Too Much Medicine and the National Health Care Debate

One of the other problems with the extreme commercialization of health care is skyrocketing costs. And a good amount of the blame can go to things like unnecessary tests and procedures (often done in the name of “preventive medicine,” as previously discussed). These are issues that Congress and the Obama administration must tackle if they are to truly begin to reform the troubled American “sick care” system, along with the more touted issues of increased efficiency. Recently, a retired physician guest blogging at Maggie Mahar’s Health Beat Blog offered a number of specific suggestions along these lines. While he is presumably writing from an orthodox medical background, his argument for getting rid of the excesses of industrial medicine is sharp, thought-provoking and definitely worth checking out as the national health care debate heats up.

 

When Is PTSD Not PTSD?

We’re all familiar with the concept of post-traumatic stress disorder (PTSD), a category of mental illness that became prominent by explaining the psychological problems experienced by a large number of Vietnam vets upon returning home.
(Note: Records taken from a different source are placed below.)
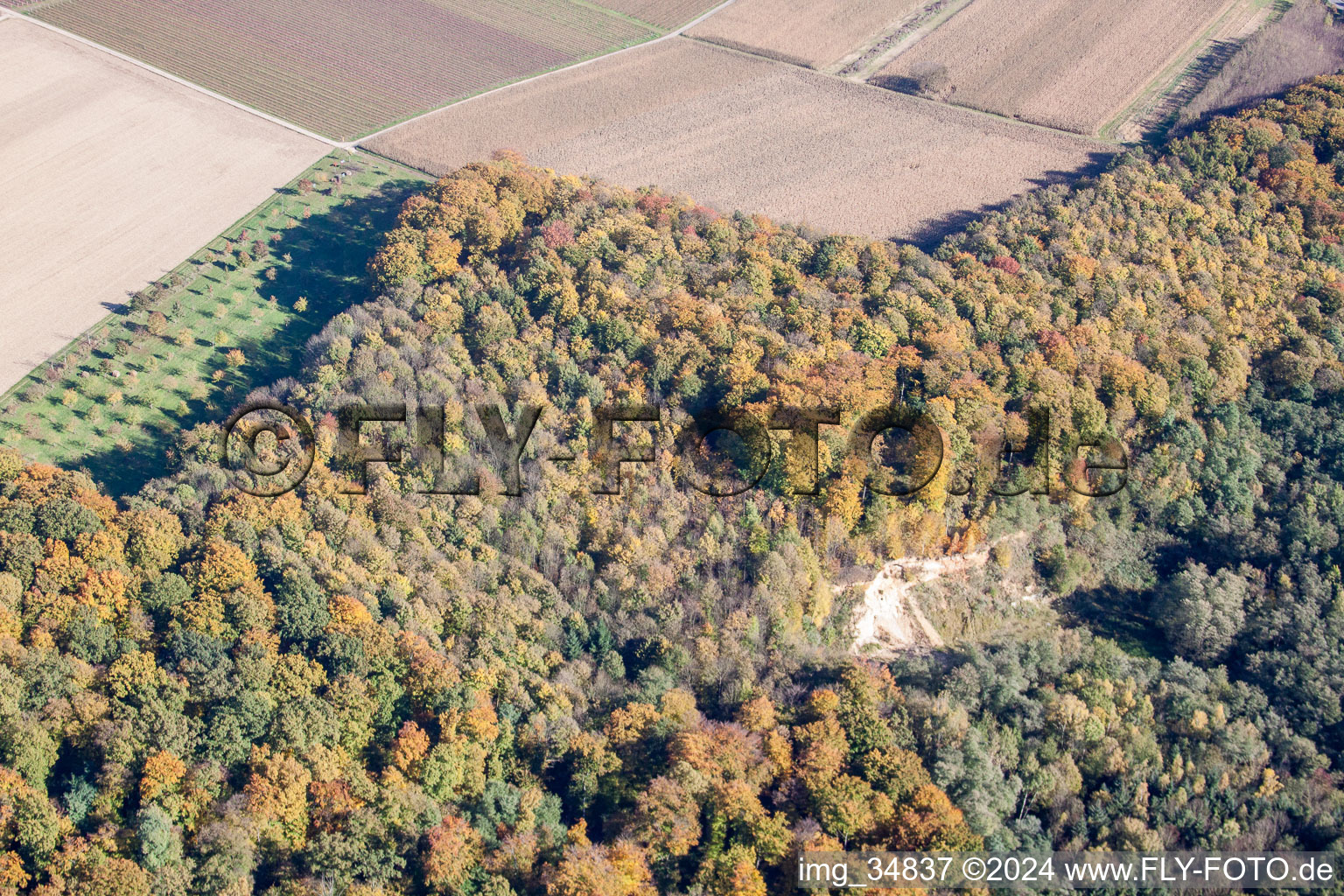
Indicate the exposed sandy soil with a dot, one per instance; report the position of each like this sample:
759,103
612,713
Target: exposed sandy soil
750,133
890,614
1063,63
110,176
809,32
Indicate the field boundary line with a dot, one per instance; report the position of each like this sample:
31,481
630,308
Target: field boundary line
869,85
1171,73
288,125
675,32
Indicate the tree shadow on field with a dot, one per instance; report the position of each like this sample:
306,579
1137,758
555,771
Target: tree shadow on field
930,233
330,253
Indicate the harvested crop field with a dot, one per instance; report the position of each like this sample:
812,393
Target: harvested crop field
808,32
112,176
1063,63
1303,43
666,14
745,132
343,69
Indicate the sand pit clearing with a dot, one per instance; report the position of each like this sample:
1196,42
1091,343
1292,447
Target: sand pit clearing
1063,63
110,176
808,32
749,133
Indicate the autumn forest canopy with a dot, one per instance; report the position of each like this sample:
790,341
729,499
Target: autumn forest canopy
569,693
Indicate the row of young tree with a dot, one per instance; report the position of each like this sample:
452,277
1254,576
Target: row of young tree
577,693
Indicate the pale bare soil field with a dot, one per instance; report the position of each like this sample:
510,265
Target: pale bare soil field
110,176
666,14
1161,102
1303,43
808,32
347,69
745,132
1063,63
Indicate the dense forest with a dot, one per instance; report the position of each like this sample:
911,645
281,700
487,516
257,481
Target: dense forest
576,693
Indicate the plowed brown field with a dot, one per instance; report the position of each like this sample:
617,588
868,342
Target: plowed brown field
110,176
1063,63
809,32
745,132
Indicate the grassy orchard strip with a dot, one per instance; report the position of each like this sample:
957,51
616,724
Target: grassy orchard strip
67,413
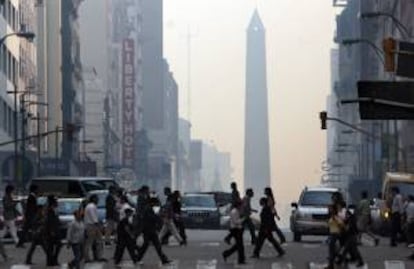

But it seems that, like many psychological disorders, the diagnostic criteria have been overly broadened. As psychologist Richard J. McNally notes in a recent article in Scientific American, “PTSD is a real thing, without a doubt….But as a diagnosis, PTSD has become so flabby and overstretched, so much a part of the culture, that we are almost certainly mistaking other problems for PTSD and thus mistreating them.” The article gives an excellent overview of the disorder, how it arises and plays out, and the factors contributing to overdiagnosis.